Well, there's nothing wrong with the XML you're using here, but you don't say enough about what you want to DO with the data for anyone to give you a quality answer about whether or not your XML will capture what you need. As for "[parsing] it with DOMDocument", you can load it into a DOMDocument object like so:
$xml = <<<XML
<?xml version="1.0" encoding="utf-8"?>
<root>
<category>
<name>Category</name>
<desc>Category</desc>
<category>
<name>Subcategory</name>
<desc>Sub-category</desc>
<category>
<name>Subcategory</name>
<desc>Sub-category</desc>
</category>
</category>
</category>
</root>
XML;
$d = new DOMDocument();
$d->loadXML($xml);
At this point, the question once again becomes: Now what do you want to DO with it?

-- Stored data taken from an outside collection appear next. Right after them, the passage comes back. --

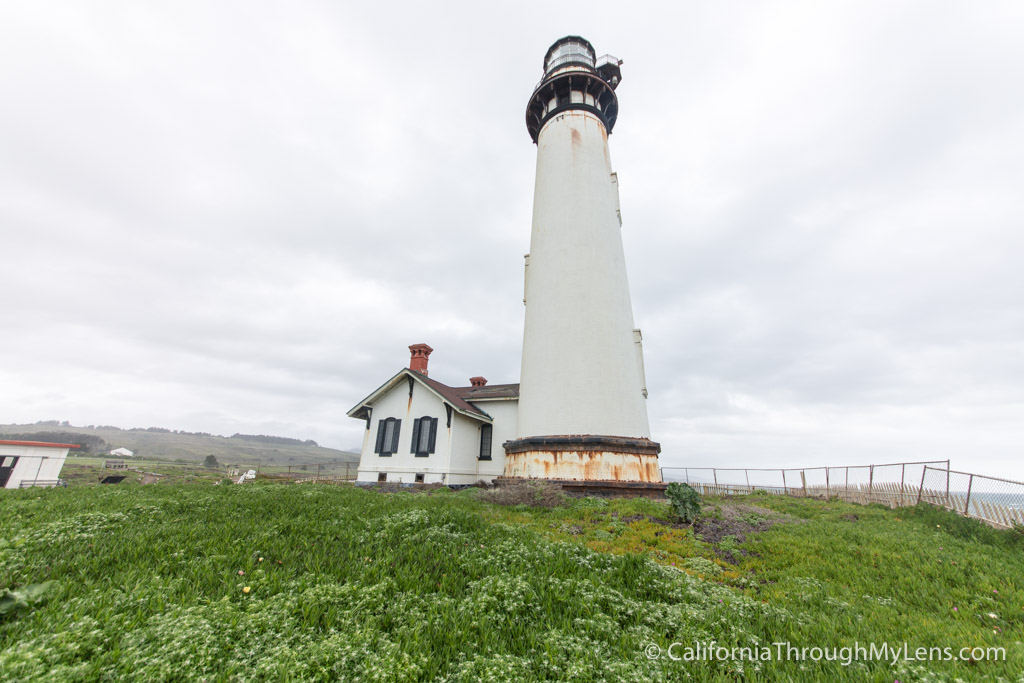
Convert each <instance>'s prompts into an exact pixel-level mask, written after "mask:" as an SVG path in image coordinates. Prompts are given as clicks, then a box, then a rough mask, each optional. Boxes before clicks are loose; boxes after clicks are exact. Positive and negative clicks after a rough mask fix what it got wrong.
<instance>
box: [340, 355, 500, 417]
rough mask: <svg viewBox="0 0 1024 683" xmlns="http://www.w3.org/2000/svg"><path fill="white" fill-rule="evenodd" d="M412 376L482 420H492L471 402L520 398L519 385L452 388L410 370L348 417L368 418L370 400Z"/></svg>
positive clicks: (356, 405)
mask: <svg viewBox="0 0 1024 683" xmlns="http://www.w3.org/2000/svg"><path fill="white" fill-rule="evenodd" d="M408 375H411V376H413V377H415V378H416V379H418V380H420V381H421V382H423V383H424V384H426V385H427V386H428V387H430V388H431V389H433V390H434V391H436V392H437V393H438V394H440V396H441V398H442V399H444V400H445V401H447V402H449V403H451V404H452V407H453V408H455V409H456V410H457V411H459V412H460V413H465V414H468V415H477V416H480V417H481V418H486V419H487V420H489V419H490V416H489V415H487V413H486V412H485V411H482V410H480V409H479V408H477V407H476V405H473V404H472V403H471V402H470V401H472V400H484V399H488V398H518V397H519V385H518V384H495V385H492V386H486V385H484V386H478V387H474V386H468V387H450V386H449V385H446V384H443V383H441V382H438V381H437V380H435V379H431V378H429V377H427V376H426V375H423V374H421V373H418V372H416V371H413V370H409V369H408V368H407V369H404V370H402V371H400V372H399V373H398V374H397V375H395V376H394V377H392V378H391V379H390V380H388V381H387V382H385V383H384V384H383V385H381V386H380V388H378V389H377V391H375V392H374V393H372V394H370V395H369V396H367V398H364V399H362V400H361V401H359V403H358V404H356V405H355V408H353V409H352V410H351V411H349V412H348V415H349V416H350V417H353V418H359V419H362V418H366V417H367V411H366V409H367V405H368V403H367V402H366V401H367V400H368V399H370V398H372V397H374V395H375V394H377V393H378V392H379V391H380V390H381V389H383V388H384V387H387V386H389V385H391V384H393V383H394V382H395V381H396V380H398V378H400V377H403V376H408Z"/></svg>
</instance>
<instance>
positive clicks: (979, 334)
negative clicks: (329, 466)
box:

If you're just talking about how to handle a structure like this - i'd say write two functions, one that accepts the full structure, and one that accepts a category DOMNode reference. The first function would do initial processing then pass the first reference to the initial Category node. Then in this function, you process the current node's properties as needed, and then recurse into children if they are present.
It would be more efficient to process this flat of course, in one loop, but then you would lose the literal representation of the hierarchy.

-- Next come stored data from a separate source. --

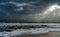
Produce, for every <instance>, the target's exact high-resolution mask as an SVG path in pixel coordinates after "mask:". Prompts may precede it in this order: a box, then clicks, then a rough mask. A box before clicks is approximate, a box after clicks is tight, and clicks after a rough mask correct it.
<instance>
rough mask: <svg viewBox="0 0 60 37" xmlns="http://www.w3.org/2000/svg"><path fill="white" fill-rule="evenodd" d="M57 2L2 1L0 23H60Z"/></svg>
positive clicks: (25, 0) (16, 0)
mask: <svg viewBox="0 0 60 37" xmlns="http://www.w3.org/2000/svg"><path fill="white" fill-rule="evenodd" d="M59 3H60V2H59V1H57V0H30V1H29V0H24V1H22V0H9V1H7V0H1V2H0V21H4V22H6V21H11V22H14V21H17V22H60V4H59Z"/></svg>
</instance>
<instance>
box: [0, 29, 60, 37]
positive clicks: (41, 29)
mask: <svg viewBox="0 0 60 37" xmlns="http://www.w3.org/2000/svg"><path fill="white" fill-rule="evenodd" d="M48 31H60V28H31V29H27V30H26V29H18V30H14V31H12V32H0V36H3V37H10V36H14V35H23V34H39V33H47V32H48Z"/></svg>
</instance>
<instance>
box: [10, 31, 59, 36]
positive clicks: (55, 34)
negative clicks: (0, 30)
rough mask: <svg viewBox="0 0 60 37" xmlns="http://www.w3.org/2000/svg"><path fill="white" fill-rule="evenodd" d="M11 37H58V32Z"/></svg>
mask: <svg viewBox="0 0 60 37" xmlns="http://www.w3.org/2000/svg"><path fill="white" fill-rule="evenodd" d="M11 37H60V31H49V32H48V33H40V34H24V35H15V36H11Z"/></svg>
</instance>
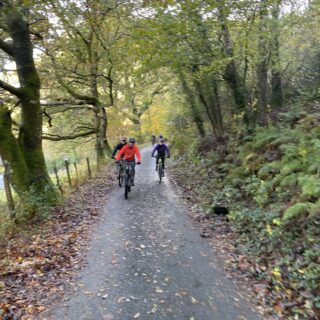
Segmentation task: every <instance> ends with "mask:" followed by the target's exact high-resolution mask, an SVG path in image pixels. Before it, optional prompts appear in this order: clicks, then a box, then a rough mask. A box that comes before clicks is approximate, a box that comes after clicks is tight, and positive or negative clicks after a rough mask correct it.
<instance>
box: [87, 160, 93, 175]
mask: <svg viewBox="0 0 320 320" xmlns="http://www.w3.org/2000/svg"><path fill="white" fill-rule="evenodd" d="M87 166H88V175H89V179H91V177H92V175H91V168H90V160H89V158H87Z"/></svg>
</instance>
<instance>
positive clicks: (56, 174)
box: [53, 166, 63, 194]
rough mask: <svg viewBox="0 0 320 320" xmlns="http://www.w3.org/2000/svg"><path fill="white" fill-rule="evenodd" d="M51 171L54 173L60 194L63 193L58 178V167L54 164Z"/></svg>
mask: <svg viewBox="0 0 320 320" xmlns="http://www.w3.org/2000/svg"><path fill="white" fill-rule="evenodd" d="M53 171H54V174H55V176H56V180H57V186H58V188H59V190H60V192H61V194H63V189H62V185H61V182H60V179H59V175H58V169H57V168H56V166H54V167H53Z"/></svg>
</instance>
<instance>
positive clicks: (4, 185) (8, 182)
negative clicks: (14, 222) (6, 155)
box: [3, 165, 16, 219]
mask: <svg viewBox="0 0 320 320" xmlns="http://www.w3.org/2000/svg"><path fill="white" fill-rule="evenodd" d="M5 168H6V165H5ZM3 183H4V189H5V191H6V196H7V204H8V209H9V212H10V218H11V219H15V217H16V214H15V211H14V201H13V197H12V192H11V186H10V173H8V172H7V168H6V169H5V173H4V175H3Z"/></svg>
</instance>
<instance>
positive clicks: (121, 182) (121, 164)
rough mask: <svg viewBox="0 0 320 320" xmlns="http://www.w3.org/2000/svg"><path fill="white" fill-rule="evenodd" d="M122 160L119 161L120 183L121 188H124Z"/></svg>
mask: <svg viewBox="0 0 320 320" xmlns="http://www.w3.org/2000/svg"><path fill="white" fill-rule="evenodd" d="M122 162H123V161H122V160H119V162H118V182H119V187H122V183H123V178H124V177H123V176H124V175H123V168H122Z"/></svg>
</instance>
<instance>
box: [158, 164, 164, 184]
mask: <svg viewBox="0 0 320 320" xmlns="http://www.w3.org/2000/svg"><path fill="white" fill-rule="evenodd" d="M162 170H163V168H162V161H159V163H158V175H159V183H161V180H162Z"/></svg>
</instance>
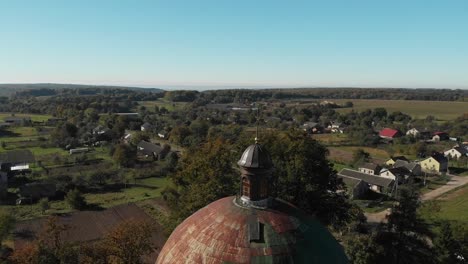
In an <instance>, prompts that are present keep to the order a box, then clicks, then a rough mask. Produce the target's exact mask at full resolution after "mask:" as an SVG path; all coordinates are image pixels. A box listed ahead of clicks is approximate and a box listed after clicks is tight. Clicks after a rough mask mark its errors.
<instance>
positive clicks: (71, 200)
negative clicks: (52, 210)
mask: <svg viewBox="0 0 468 264" xmlns="http://www.w3.org/2000/svg"><path fill="white" fill-rule="evenodd" d="M65 200H66V201H67V203H68V204H69V205H70V206H71V207H72V208H73V209H77V210H81V209H83V208H85V207H86V201H85V198H84V197H83V195H82V194H81V192H80V191H79V190H77V189H74V190H71V191H69V192H68V193H67V195H66V196H65Z"/></svg>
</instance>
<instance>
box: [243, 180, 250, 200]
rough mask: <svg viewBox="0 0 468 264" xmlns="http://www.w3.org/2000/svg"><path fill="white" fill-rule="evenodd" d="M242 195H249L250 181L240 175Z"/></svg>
mask: <svg viewBox="0 0 468 264" xmlns="http://www.w3.org/2000/svg"><path fill="white" fill-rule="evenodd" d="M242 195H243V196H247V197H250V181H249V179H248V178H247V177H242Z"/></svg>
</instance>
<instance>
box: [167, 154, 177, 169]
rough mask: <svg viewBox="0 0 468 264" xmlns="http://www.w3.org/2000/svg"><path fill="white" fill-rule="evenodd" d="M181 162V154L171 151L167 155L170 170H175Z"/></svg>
mask: <svg viewBox="0 0 468 264" xmlns="http://www.w3.org/2000/svg"><path fill="white" fill-rule="evenodd" d="M178 162H179V156H178V155H177V153H175V152H170V153H169V155H168V156H167V168H168V169H169V170H170V171H173V170H175V168H176V167H177V163H178Z"/></svg>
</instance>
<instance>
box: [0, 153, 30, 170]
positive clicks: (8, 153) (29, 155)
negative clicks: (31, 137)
mask: <svg viewBox="0 0 468 264" xmlns="http://www.w3.org/2000/svg"><path fill="white" fill-rule="evenodd" d="M34 162H35V159H34V155H33V154H32V152H31V151H29V150H12V151H7V152H4V153H0V171H3V172H6V173H8V174H9V173H25V172H29V171H30V169H29V164H30V163H34Z"/></svg>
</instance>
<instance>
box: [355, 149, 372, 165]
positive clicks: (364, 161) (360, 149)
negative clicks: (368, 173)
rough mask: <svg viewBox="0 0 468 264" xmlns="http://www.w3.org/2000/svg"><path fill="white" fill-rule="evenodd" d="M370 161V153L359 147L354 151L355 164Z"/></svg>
mask: <svg viewBox="0 0 468 264" xmlns="http://www.w3.org/2000/svg"><path fill="white" fill-rule="evenodd" d="M369 161H370V154H369V153H368V152H366V151H364V150H363V149H361V148H359V149H356V150H355V151H354V152H353V165H357V164H359V163H363V162H369Z"/></svg>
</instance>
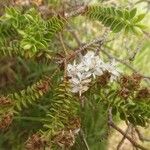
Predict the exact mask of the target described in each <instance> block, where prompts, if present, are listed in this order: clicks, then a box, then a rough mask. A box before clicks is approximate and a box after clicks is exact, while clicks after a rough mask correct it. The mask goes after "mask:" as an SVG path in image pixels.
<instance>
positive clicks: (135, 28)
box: [84, 6, 145, 34]
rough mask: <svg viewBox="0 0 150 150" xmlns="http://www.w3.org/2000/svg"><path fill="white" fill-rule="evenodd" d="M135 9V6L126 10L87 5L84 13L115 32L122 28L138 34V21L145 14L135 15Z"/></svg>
mask: <svg viewBox="0 0 150 150" xmlns="http://www.w3.org/2000/svg"><path fill="white" fill-rule="evenodd" d="M136 11H137V10H136V8H134V9H132V10H127V9H121V8H120V9H119V8H115V7H102V6H89V7H88V9H87V11H86V12H85V14H84V15H85V16H87V17H89V18H90V19H93V20H98V21H100V22H101V23H102V24H103V25H104V26H106V27H110V29H111V30H112V31H113V32H115V33H117V32H120V31H121V30H123V29H124V30H125V32H126V33H128V32H133V33H135V34H140V33H141V32H142V28H141V27H140V26H139V25H140V24H139V22H140V21H141V20H142V19H143V18H144V16H145V14H140V15H136Z"/></svg>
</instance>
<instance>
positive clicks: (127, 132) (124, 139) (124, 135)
mask: <svg viewBox="0 0 150 150" xmlns="http://www.w3.org/2000/svg"><path fill="white" fill-rule="evenodd" d="M129 130H130V124H129V125H128V127H127V129H126V131H125V135H124V136H123V137H122V139H121V141H120V142H119V144H118V145H117V150H120V148H121V146H122V144H123V143H124V140H125V139H126V135H127V134H128V132H129Z"/></svg>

Recapping the point above about what you want to do with it... IMHO there are three broad classes of thing one might do with a chunk of XML.
Having instantiated a DOMDocument and loaded XML into it, you can search it for nodes using XPath queries, much like you search a relational database using SQL SELECT queries. You can extract properties of node, sub-nodes of nodes and the text within nodes. Which is a species of parsing, I'd say. DOMDocument XPath component will do this for you.
You can instead maybe turn your XML into something else - different XML dialect, XHTML, etc, using XSL Transforms. Which may or may not be parsing per se, but does involve parsing. PHP XSLTProcessor component will do this.
Another major idea, which I think DOMDocument does not really support, is a streaming parser. The parser consumes XML in a linear manner, and while doing so invokes callback functions at each node of interest. The somewhat venerable parser named SAX is AFAIK the archetypal streaming parser. There used to be a SAX parser in PHP, I think it has now been moved to PEAR or PECL.
But, yeah, what do you want to do with your XML?
You said you tried SQL and it didn't work for you. Just a tip: If you use Oracle, take a look at START WITH ... CONNECT BY, if you use SQL Server, use recursive CTEs. These approaches do solve the problem.